I say we elect a few Democrats to county offices so that they can at least share some of the blame come the next hurricane, eh?

Floating bodies roundup


"After the water started going down the next day, I spent two or three hours clearing debris from the floor inside of the house to where I could get my wife down out of the attic," he remembered. "Then I climbed down a pole into the water and the mud and scavenged around and found a ladder where she could come down eventually. Then I walked the roads up there until I found enough water and stuff for us to survive." ... (Bolivar Peninsula survivor Frank) Sherman believes several close friends died in the storm, but officials have not confirmed any deaths on Crystal Beach.



Post-storm rescuers in Galveston and the peninsula removed about 3,500 people, but 6,000 refused to leave.

Nobody is suggesting that tens of thousands died, but determining what happened to those unaccounted for is a painstaking task that could leave survivors wondering for years to come.

Authorities concede that at least some of those who haven’t turned up could have been washed out to sea, as at least one woman on the peninsula apparently was, and that other bodies might still be found.

“I’m not Pollyanna. I think we will find some,” said Galveston County Judge Jim Yarbrough, the county’s highest-ranking elected official.

Pustilniks’ office brought in two refrigerated tractor-trailers to store bodies until autopsies are performed. One sat in front of the medical examiner’s office Wednesday morning with a sign on the side: “Jesus Christ is Lord not a cuss word.”

By the afternoon, five deaths had been reported in Galveston County: one man who drowned in his pickup, another found inside a motel, two dialysis patients who could not get to their treatment, and a woman with cancer whose oxygen machine shut down.

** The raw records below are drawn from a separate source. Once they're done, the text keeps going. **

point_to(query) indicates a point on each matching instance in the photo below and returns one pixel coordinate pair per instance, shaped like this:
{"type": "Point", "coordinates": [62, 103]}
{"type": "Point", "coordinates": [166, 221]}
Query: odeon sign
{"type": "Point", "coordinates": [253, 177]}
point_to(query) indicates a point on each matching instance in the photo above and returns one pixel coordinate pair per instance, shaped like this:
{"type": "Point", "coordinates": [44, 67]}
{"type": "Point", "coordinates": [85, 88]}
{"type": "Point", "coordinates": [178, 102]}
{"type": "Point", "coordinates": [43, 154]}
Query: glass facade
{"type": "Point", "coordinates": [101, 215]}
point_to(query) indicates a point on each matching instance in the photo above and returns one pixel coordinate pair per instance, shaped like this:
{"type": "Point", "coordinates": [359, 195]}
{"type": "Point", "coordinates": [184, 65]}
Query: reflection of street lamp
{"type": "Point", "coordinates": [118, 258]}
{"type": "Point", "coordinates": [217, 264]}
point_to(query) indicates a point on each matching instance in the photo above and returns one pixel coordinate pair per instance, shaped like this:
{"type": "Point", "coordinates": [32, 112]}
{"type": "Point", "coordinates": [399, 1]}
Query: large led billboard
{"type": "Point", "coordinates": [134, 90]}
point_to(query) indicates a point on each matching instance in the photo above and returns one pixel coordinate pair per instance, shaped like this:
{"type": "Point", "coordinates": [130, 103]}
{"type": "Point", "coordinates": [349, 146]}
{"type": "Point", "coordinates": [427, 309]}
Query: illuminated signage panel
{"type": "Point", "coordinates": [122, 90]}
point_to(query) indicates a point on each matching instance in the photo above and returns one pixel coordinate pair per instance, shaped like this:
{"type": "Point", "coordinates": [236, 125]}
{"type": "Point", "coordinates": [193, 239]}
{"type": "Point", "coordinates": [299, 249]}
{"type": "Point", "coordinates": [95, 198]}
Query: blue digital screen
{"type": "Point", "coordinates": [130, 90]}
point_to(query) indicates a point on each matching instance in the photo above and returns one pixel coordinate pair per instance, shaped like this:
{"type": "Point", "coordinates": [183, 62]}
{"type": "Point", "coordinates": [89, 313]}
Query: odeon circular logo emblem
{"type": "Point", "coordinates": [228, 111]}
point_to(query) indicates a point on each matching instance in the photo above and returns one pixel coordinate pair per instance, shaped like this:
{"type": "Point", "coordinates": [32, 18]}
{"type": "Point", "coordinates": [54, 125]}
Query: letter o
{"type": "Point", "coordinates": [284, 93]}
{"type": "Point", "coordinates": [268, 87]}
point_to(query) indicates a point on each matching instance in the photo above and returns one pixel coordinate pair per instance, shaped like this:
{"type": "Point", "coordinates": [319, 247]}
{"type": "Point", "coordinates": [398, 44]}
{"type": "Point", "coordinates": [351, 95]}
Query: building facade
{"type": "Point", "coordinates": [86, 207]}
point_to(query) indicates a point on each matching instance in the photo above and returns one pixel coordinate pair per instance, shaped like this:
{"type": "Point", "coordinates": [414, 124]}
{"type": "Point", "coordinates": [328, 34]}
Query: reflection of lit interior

Many of you have probably seen the photo of Gilchrist, Texas showing complete destruction of the town of 750 people, save for one lone home. High-resolution satellite imagery made available by NOAA's National Geodetic Survey (Figure 1) confirm that of the approximately 1000 structures existing in the town before Hurricane Ike, only about five survived the hurricane. Approximately 200 of these buildings were homes, and it is thought that some of the residents attempted to ride out the storm in their homes. According to media reports, about 34 survivors from Gilchrist and the neighboring communities of Crystal Beach and Port Bolivar have been fished out of Galveston Bay in the past few days. Rescuers who have reached Gilchrist have not been able to find any victims in the debris because there is no debris. Ike's storm surge knocked 99.5% of the 1,000 buildings in Gilchrist off their foundations and either demolished them or washed them miles inland into the swamplands behind Gilchrist. Until search teams can locate the debris of what once was Gilchrist, we will not know the fate of those who may have stayed behind to ride out the storm.